Reseptor fibronektin tidak terdapat pada kulit utuh, namun kerusakan kulit dapat
menyebabkan adanya resepto fibronektin di permukaan kulit, sehingga kolonisasi
atau invasi dapat terjadi. Faktor-faktor yang dapat memodifikasi flora kulit biasa
dan memfasilitasi kolonisasi sementara oleh GABHS dan streptokokus aureus
adalah suhu tinggi atau kelembaban, memiliki riwayat penyakit kulit sebelumnya,
usia muda atau pemakaian antibiotik.

c. Manifestasi klinis

Gamabaran karakteristik dari lesi pada impetigo berbeda menurut jenisnya,


pada impetigo kontagiosa lesi berawal dari vesikel berdinding tipis yang terletak
di dasar eritematosa yang mudah ruptur dan akan membentuk sebuah ulcer di
bagian superfisial yang ditutupi oleh [urulent discharge yang kering dan
membentuk krusta bewarna kuning kecoklatan. Lesi tersebut biasanya terletak di
daerah kulit yang sering terekspos seperti wajah dan ekstremitas yang berukuran 1
-2 cm. Lesi dapat muncul di seluruh bagian tubuh, dimana lesi ini sering muncul
pada bagian sperti nostril, mulut, telinga, perineum, diaper area dan ekstremitas

d. Penatalaksanaan

Pengobatan impetigo membutuhkan terapi antibiotik untuk mengatasi dari


kerusakan kulit yang ditimbulkan dan mengatasi pertumbuhan dari
bakteripenyebab. Antibiotik yang diperllukan dapat berpa antibiotik topikal atau
kombinasi dari antibiotik topikal dan sistemik

1) Pengobatan topikal
a) Muporicin (bactroban) 2% dalam bentuk ointment diberikan pada
kulit yan terinfeksi 3 kali sehari diberikan selama 7 – 14 hari
b) Retapamulin (Altabax) 2% dalam bentuk ointmen diberikan pada
kulit yang terinfeksi 2 kali sehari selama 5 hari
c) Fusidic acid 2% dalam bentuk krim dioleskan pada kulit yang
terinfeksi 3 kali sehari diberikan selama 7 – 12 hari.
2) Pengobatan sistemik
Pengobatan sistemik atau oral antibiotik dapat diberikan pada
penderita impetigo dengan gambaran bula yang besar atau ketika obat
topikal tidak memberikan efek atau tidak berhasil.
a) Oxacycline dengan dosis 200 – 500 mg diberikan 4 kalil sehari
selama 5 – 7 hari.
b) Azithromycin dengan dosis awal 500 mg pada hari pertama
pemberian dan 250 mg untuk 4 hari selanjutnya
c) Amoxicillin dengan dosis untuk anak <3 bulan diberikan 300 mg/
kg per hari, .3 bulan 25 – 45 mg/ kg.
d) Cephalexin dengan dosis untuk anak-anak 25 – 50 mg/ kg per hari
dengan dosis terbagi dalam 6 – 12 jam
e) Clindamycin dengan dosis untuk anak-anak 10 – 25 mg/ kg per
hari dengan dosis terbagi dalam 8 – 12 ja
f) Dicloxacilin dengan dosis uuntuk anak-anak 12,5 – 25 mg/ kg per
hari dengan dosis terbagi dalam 12 jam, hanya untuk anak-anak
>8 tahun
g) Trimethopin dengan dosis untuk anak-anak 8 – 10 mg dengan
dosis terbagi dalam 12 jam.
3) Membersihkan dan menghilangkan krusta dengan menggunakan air
yang hangat dan sabun, 2 – 3 kali sehari.

BAB III

PENUTUP

A. Kesimpulan

Integument merupakan organ terbesar dalam tubuh, luasnya sekitar 2m 2.

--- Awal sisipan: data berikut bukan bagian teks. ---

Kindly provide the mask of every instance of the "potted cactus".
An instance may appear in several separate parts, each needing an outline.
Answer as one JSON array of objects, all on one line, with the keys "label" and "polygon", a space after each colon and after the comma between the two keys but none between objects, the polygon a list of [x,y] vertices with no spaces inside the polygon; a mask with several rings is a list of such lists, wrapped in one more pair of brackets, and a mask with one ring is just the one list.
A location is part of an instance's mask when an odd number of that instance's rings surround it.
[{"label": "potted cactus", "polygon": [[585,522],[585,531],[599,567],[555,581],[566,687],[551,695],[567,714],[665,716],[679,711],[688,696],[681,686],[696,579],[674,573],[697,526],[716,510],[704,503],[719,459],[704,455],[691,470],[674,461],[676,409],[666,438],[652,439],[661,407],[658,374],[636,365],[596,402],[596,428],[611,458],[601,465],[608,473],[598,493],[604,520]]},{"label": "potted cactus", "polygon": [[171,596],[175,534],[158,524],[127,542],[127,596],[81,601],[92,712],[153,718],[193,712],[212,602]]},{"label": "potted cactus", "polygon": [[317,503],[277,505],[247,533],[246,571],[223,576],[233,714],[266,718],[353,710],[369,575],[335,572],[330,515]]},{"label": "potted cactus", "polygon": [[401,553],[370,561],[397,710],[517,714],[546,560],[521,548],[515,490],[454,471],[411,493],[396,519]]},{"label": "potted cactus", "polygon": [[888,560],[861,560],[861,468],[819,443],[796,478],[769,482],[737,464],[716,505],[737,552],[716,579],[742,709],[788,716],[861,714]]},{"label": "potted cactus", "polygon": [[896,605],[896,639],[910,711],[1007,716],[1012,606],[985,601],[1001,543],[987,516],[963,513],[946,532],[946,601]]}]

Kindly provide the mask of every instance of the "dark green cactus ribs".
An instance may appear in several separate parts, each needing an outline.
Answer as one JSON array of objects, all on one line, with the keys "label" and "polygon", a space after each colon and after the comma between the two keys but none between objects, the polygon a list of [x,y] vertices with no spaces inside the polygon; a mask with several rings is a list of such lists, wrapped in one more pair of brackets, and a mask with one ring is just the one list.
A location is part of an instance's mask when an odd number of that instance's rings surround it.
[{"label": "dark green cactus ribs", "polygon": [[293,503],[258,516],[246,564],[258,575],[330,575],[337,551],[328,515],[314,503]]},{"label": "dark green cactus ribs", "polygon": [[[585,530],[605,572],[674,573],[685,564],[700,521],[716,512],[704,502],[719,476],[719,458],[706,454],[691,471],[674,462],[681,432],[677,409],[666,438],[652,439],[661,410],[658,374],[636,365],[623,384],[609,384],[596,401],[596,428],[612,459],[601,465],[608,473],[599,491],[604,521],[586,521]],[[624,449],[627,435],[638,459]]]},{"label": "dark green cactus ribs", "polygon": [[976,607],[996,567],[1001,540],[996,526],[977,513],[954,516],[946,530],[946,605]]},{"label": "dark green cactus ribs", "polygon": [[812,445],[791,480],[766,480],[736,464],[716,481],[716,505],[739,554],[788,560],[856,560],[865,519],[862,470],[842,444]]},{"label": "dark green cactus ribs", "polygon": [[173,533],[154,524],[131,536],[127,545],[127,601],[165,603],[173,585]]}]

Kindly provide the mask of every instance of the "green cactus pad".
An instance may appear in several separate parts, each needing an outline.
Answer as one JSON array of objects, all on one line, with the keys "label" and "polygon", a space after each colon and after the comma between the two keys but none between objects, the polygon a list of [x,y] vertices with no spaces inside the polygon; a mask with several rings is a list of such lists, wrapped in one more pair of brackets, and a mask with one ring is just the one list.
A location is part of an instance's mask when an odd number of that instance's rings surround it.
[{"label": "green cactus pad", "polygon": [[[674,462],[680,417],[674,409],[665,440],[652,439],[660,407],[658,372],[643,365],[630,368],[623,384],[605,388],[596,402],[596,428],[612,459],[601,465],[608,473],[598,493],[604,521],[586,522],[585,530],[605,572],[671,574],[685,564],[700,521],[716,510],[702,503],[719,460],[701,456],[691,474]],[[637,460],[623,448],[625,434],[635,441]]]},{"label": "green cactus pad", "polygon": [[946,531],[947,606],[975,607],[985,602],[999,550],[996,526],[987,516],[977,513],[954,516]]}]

Ketebalan pada setiap bagian tubuh berbeda-beda (0,5-5 mm) dan rata-rata
ketebalannya 1-2 mm. Sistem integument terdiri dari: kulit dan pelengkap :
rambut, kuku, kelenjar minyak dan kelenjar susu.
Kulit merupakan organ tubuh yang paling luas dengan total berat tubuh
sebanyak ±7%, yang memegang peranan penting dalam mencegah terjadinya
kehilangan cairan yang berlebihan dan mencegah masuknya agen-agen yang ada
dilingkungan seperti bakteri, kimia dan radiasi ultraviolet. Kulit tersusun atas 3
lapisan utama yaitu: Lapisan Epidermis, Dermis, Lapisan subkutis/ hypodermis.
Proses penyembuhan luka meliputi fase : inflamasi, proliferatif, dan
maturasi. Pengkajian pada sistem integument 1. Riwayat Kesehatan 2.
Pemeriksaan Fisik 3. Procedure diagnostic.
Beberapa gangguan pada sistem integument: Luka Bakar, Dermatitis
Seboroik, Sindrom Steven Johnson, Herpes Zoster, Varisela, Scabies, Urtikaria
Akut, Akne Vulgaris, Melanoma, Gonorhoe.